6. Anatomy of the pipeline system

Now, let’s pull this information together to consider how the pipeline system operates.

  1. The front end, xcpEngine, parses the provided design and cohort files.
  2. The localiser uses the information in the cohort file to generate a subject-specific version of the design file for each subject. (The localiser shifts processing from the sample level to the subject level; this is called the localisation or map step.)
  3. xcpEngine parses the pipeline variable in the design file to determine what Modules (or processing routines) it should run.

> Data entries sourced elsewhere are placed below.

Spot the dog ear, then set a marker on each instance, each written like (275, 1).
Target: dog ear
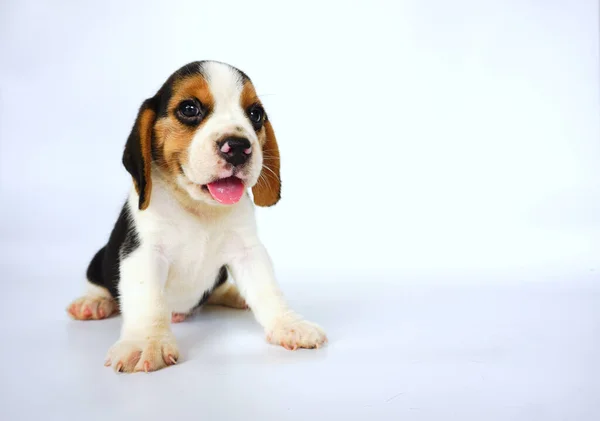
(267, 190)
(137, 157)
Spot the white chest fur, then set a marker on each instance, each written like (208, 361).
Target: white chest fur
(192, 244)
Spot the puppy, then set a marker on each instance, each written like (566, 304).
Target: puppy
(195, 149)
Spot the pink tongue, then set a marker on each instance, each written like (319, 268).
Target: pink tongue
(227, 190)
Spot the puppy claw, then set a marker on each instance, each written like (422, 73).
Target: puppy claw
(293, 333)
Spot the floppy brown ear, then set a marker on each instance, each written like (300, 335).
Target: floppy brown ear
(137, 156)
(267, 190)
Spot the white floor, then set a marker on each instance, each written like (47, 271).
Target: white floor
(414, 347)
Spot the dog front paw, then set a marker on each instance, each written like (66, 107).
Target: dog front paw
(294, 333)
(150, 353)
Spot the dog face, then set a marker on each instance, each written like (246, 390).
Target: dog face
(207, 133)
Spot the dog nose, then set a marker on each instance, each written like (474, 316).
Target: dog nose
(235, 150)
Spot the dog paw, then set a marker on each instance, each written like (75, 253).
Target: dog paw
(92, 308)
(148, 354)
(178, 317)
(294, 334)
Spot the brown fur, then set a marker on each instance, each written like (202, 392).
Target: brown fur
(172, 137)
(146, 122)
(267, 190)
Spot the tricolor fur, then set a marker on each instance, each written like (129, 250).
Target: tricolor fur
(194, 150)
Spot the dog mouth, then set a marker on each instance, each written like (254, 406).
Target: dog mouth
(227, 191)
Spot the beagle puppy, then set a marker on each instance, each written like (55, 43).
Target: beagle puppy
(195, 150)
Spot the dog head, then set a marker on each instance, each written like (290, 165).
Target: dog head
(207, 133)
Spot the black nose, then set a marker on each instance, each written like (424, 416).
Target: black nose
(235, 150)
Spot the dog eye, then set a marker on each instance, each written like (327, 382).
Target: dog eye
(256, 114)
(189, 109)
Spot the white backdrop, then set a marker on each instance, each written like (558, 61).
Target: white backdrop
(430, 135)
(423, 140)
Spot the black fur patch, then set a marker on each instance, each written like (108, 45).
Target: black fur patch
(104, 267)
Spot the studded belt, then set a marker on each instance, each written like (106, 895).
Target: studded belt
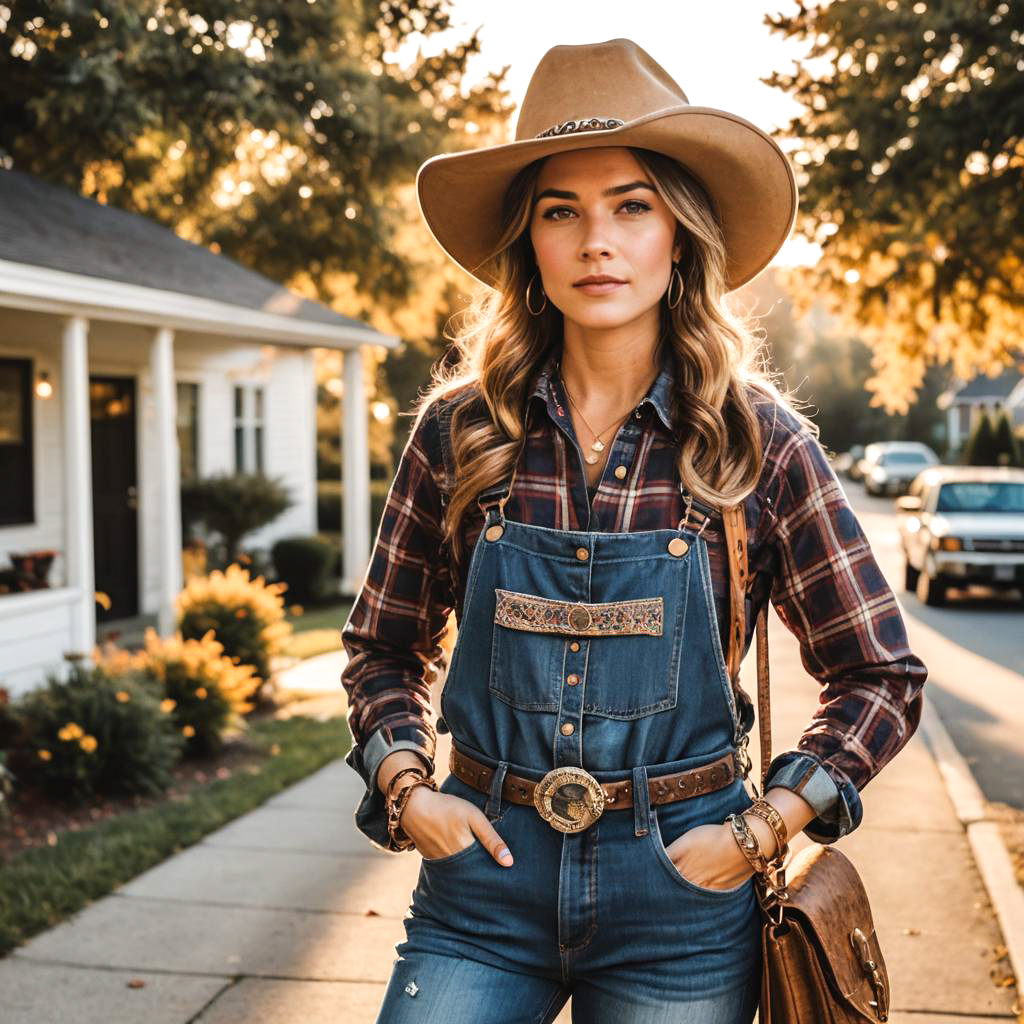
(570, 799)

Different imaging and data modalities (e.g., anatomical, functional connectivity, task activation) will make use of a different series of modules.
  4. xcpEngine submits a copy of each module for each subject in the cohort using that subject’s local design file. Modules run in series, with all subjects running each module in parallel. As it runs, each module writes derivatives and metadata to its output directory.
  5. To collate subject-level data or perform group-level analysis, the pipeline uses the delocaliser. Shift of processing from the subject level to the sample level is called delocalisation or a reduce step.

7. Getting help

To get help, the correct channel to use is ` Github <https://github.com/PennBBL/xcpEngine/issues>`_. Open a new issue and describe your problem. If the problem is highly dataset-specific, you can contact the development team by email, but Github is almost always the preferred channel for communicating about pipeline functionality. You can also use the issue system to request new pipeline features or suggest changes.

8. Common Errors

A non-exhaustive list of some common errors, and fixes to try.

  • ImportError: bad magic number in 'site' : Try running unset PYTHONPATH immediately prior to running the pipeline.
  • Cannot allocate vector of size xx Mb : Try increasing the amount of memory available for running the pipeline.